Woman Mauled to Death by Pack of Dogs in Texas
Woman Mauled to Death by Pack of Dogs in Texas

A Texas woman was attacked and killed by several dogs—but the owner of the property likely won’t be charged.

The City of Austin said deputies were dispatched to a residence after a caretaker called 911 after going to the property to feed dogs. They discovered the body of Erin McCleskey, 36, who “had obviously been attacked by several dogs,” the office said.

As a result, “Animal Protection Officers impounded six dogs from the property” and officers also found 14 young puppies were confined on the property, the city said.

One of the dogs believed to have mauled Erin McCleskey (City of Austin)
One of the dogs believed to have mauled Erin McCleskey (City of Austin)

The dogs were of a Lab/Great Pyrenees mix while two of the dogs appear to be a husky/Australian cattle dog mix. Six of the adult dogs found on the property will be held in rabies quarantine at the Austin Animal Center, the city said.

McCleskey had been visiting the residence on a business related matter before she entered the front gate of the property, where she was attacked by the dogs.

Officials recovered her body and it was taken to the Travis County Medical Examiner’s Office where an investigation into the cause of death has begun.

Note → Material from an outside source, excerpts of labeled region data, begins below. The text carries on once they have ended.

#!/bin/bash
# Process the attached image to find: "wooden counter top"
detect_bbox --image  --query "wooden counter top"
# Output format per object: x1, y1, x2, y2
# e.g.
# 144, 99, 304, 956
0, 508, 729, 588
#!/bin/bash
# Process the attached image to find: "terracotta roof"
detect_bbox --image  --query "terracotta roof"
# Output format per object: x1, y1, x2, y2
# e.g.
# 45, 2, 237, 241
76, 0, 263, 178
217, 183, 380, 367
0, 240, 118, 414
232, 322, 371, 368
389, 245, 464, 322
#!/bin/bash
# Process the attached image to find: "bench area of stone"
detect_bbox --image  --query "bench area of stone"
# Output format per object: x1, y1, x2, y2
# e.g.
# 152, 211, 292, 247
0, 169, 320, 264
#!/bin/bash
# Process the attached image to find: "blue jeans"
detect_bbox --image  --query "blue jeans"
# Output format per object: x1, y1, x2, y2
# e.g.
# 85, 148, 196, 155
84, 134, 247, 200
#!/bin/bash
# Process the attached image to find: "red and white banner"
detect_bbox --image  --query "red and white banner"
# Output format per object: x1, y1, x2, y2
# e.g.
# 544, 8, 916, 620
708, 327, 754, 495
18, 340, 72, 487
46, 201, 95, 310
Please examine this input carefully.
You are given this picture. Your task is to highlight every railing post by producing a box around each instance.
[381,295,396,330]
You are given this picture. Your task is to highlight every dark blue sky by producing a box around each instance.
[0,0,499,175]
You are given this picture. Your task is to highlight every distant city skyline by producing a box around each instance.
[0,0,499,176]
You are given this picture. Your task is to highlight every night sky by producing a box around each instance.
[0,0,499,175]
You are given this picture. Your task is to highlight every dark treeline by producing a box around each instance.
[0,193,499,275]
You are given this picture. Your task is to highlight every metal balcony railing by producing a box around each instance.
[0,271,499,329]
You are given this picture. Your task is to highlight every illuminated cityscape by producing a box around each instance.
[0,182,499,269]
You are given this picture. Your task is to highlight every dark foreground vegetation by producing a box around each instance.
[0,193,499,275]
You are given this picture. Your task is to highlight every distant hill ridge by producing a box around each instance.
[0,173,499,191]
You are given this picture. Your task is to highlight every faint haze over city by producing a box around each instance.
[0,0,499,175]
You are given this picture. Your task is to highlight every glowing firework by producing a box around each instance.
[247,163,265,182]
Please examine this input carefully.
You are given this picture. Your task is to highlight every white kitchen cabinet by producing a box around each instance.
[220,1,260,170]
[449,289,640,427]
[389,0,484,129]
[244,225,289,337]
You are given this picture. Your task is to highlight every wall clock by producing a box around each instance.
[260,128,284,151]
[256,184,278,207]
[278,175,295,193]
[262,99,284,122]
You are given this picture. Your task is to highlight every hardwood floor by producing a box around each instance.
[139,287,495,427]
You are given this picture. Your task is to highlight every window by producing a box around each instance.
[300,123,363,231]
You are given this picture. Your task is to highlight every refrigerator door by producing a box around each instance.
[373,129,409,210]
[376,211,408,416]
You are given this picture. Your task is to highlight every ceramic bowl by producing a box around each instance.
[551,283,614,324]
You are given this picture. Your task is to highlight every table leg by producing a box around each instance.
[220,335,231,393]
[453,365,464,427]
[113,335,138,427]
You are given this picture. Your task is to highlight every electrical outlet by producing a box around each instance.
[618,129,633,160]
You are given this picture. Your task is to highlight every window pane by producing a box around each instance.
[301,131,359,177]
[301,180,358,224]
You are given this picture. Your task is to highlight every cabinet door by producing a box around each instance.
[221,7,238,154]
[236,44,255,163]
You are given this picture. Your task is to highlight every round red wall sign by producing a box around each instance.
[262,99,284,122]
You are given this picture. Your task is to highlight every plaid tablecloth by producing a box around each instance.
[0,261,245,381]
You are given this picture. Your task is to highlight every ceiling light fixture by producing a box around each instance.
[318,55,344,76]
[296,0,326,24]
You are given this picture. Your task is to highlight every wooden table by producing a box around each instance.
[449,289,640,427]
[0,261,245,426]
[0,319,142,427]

Sheriff’s office spokesman Roger Wade said no charges will likely be filed.

“If the homeowner’s not there and doesn’t sic the dogs on them, I don’t know what charges would be filed,” he told the Austin Statesman.

Casey Cox, chief operating officer of EZ Messenger, said the woman was an independent contractor who was serving papers for the company at the time. The woman was the daughter of his business partner, so “it’s definitely hit home for us,” he said. Process servers are trained in situational awareness and are trained in dealing with violent animals, but it’s unclear if she had a weapon on her at the time.

In most instances, dog owners are financially liable for personal injury or property damage their pets cause. “Most American states make dog owners liable for all dog bites when a person is bitten, based simply on owning the dog that did the biting,” says lawyer Kenneth M. Phillips on his website.